ホーマーは1863年頃つまり27歳には、既に油彩画家として多くの傑作を世に出して名をなしている。

ホーマーが水彩画を描くようになるのは、そのほぼ10年後の37歳(1873年)から。それ以前の水彩としては、画集には一枚だけ「Backyard,Summer」と題するものが載っていたが、制作時期が1871年-79年となっている。つまり試行的に描いて、その後も手を入れたのであろうかと想像したりして楽しい。大家にしても初めは迷ったのかと。

37歳の時の水彩画に「Sailing the Catboat 」(1873 watercolor)がある。その3年後の1876年に、たぶんその絵を見て描いたと思われる油彩による同じ構図の絵があるのを、画集で見つけた。「Breezing Up ,A Fair Wind 」(1876 oil on canvas)である。水彩画のcatboat」は一本マスト、一枚帆の船のこと。油彩画の題は「風が強まった、追い風だ」とでも訳すのか。
ふたつ並べて水彩と油彩の違いを考えるには、格好の材料だ。
①全体に水彩の方が明るい。油彩は海の色が濃く、空の雲の色も灰色の部分がある分だけ暗い印象になっている。水彩の船の甲板のブルーも絵を明るくしている。
②水彩は船の帆が簡略化・省略化されているが、油彩の方が詳細に写実的に描かれているので目がそちらに行く。風をはらんだ帆を見せてスピード感を感じさせる意図か。
③水彩の方が舵が大きく、波が油彩のようにたっていない。したがって船が滑るように走っている感じがする。海の波も油彩の方が少ないこともあって全体に水彩画の方が静かな感じがする。油彩の方は波の音などがする感じ。
④船の左側が傾いて海に浸っているところが、この絵の見せどころのひとつ。油彩の方が水に船の茶色が反射して映ったりしていて、リアルな印象だが、水彩の方も白い波がたち、船が傾いた状態を良く表現している。
これらの比較は、あくまで個人的なものでひとりよがりなものだ。人により見方は大きく変わるに違いない。
何より自分が強く感じるのは、油彩の迫力に劣らぬ「水彩の力強さ」である。

油彩、水彩の違いに関係はないと思うが、二つの絵を間違い探しの眼でみると幾つかある。まず水彩の乗員は1名多い5名である。油彩の方には船名「Gloucester」が描かれているが、水彩の方はない。グロスターはアメリカ 北東部ニューイングランドのマサチューセッツ州の小都市グロスターから付けたのであろう。
遠景は油彩が船で、水彩は半島に灯台らしきもの。油彩には空の高いところにカモメが一羽飛ぶ。また、油彩の船に釣果の魚が描かれているが、水彩の方は無い。ボーズだったらしい。

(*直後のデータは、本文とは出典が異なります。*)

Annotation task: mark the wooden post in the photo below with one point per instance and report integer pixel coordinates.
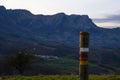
(84, 50)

ホーマーはなぜ水彩画に転進したのか。その頃アメリカ水彩画家協会が設立され、水彩画が人びとに広く受け入れられていくのを見て、その可能性にかけたのだといわれている。しかし、この2枚の絵を見ていると、ホーマーは自分の目指すものが、油彩よりも水彩の方がより表現出来ると考えたように自分には思える。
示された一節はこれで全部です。